Temporal Masked Transformer (TMT): A new paradigm that synergistically unifies AR-style sequential generation with NAR-style parallel decoding.
Streaming Synchronous Generation: The ability to generate speech immediately upon receiving the second text token, achieving true low-latency streaming without sacrificing efficiency.
Hybrid Attention Mechanism: A novel mask design that combines causal and bidirectional attention to handle duration prediction and token alignment effectively.
High-Probability Masked Pre-training: A training strategy that significantly boosts convergence speed and final model quality.

4. Experimental Results

The model was evaluated on LibriSpeech (English) and SeedTTS (Mandarin) benchmarks, comparing against CosyVoice (AR) and CosyVoice2.

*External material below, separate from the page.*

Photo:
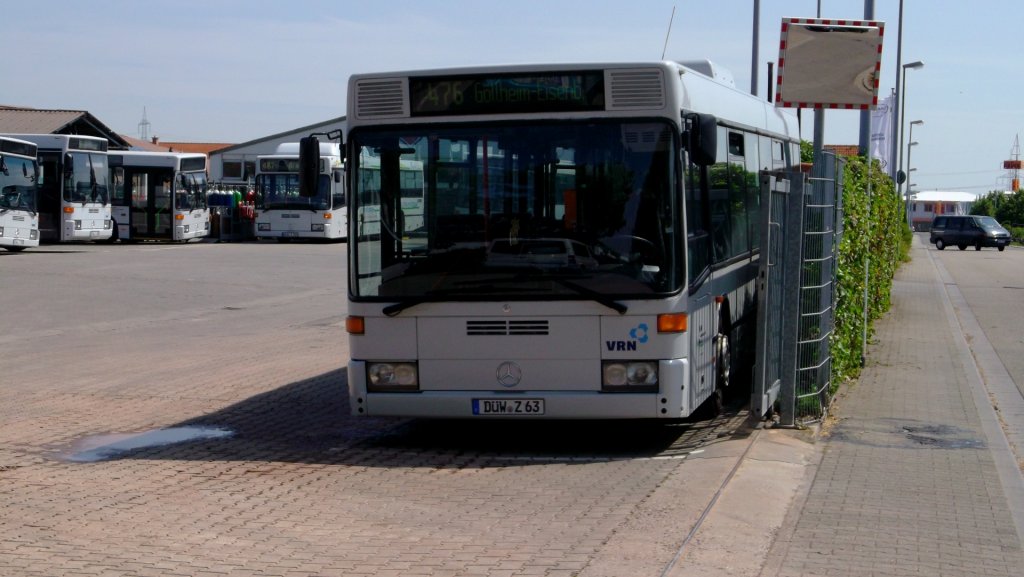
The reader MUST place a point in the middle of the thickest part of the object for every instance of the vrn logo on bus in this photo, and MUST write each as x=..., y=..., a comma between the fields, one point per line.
x=638, y=335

Speech Quality: SyncSpeech maintains quality comparable to state-of-the-art AR models.
- WER (Word Error Rate): Comparable to CosyVoice2 (e.g., 3.07% vs 3.00% on LibriSpeech).
- MOS (Mean Opinion Score): No significant difference in naturalness (4.48 vs 4.48).
- Speaker Similarity: Nearly identical to baselines.
Latency (First-Packet Latency - FPL):
- FPL-A (Text Available): 3.7x faster than AR models on English; 5.8x faster on Mandarin.
- FPL-L (Streaming from LLM): SyncSpeech initiates synthesis after just 2 text tokens, whereas CosyVoice2 requires 5 and other baselines require the full sequence.
Efficiency (Real-Time Factor - RTF):
- 6.4x speedup on English.
- 8.8x speedup on Mandarin.
- This is attributed to the shift from $O(T)$ to $O(L)$ time complexity.
Ablation Studies:
- Removing pre-training increased WER by 1.17% and decreased UTMOS.
- Replacing Hybrid Attention with standard causal attention significantly degraded robustness (WER jumped to 8.19%), proving the necessity of bidirectional attention within token blocks.

5. Significance

Bridging the Divide: SyncSpeech successfully resolves the long-standing trade-off between the low latency of AR models and the high efficiency of NAR models.
LLM Integration: The model is specifically optimized for integration with upstream Large Language Models (LLMs). Its ability to generate speech in sync with streaming text output makes it ideal for real-time conversational agents and video dubbing.
Scalability: By decoupling generation time from the high frame rate of speech tokens, SyncSpeech offers a scalable solution for real-time applications where milliseconds of latency matter.

In conclusion, SyncSpeech represents a foundational shift in TTS architecture, enabling high-quality, low-latency, and highly efficient speech synthesis suitable for next-generation interactive AI systems.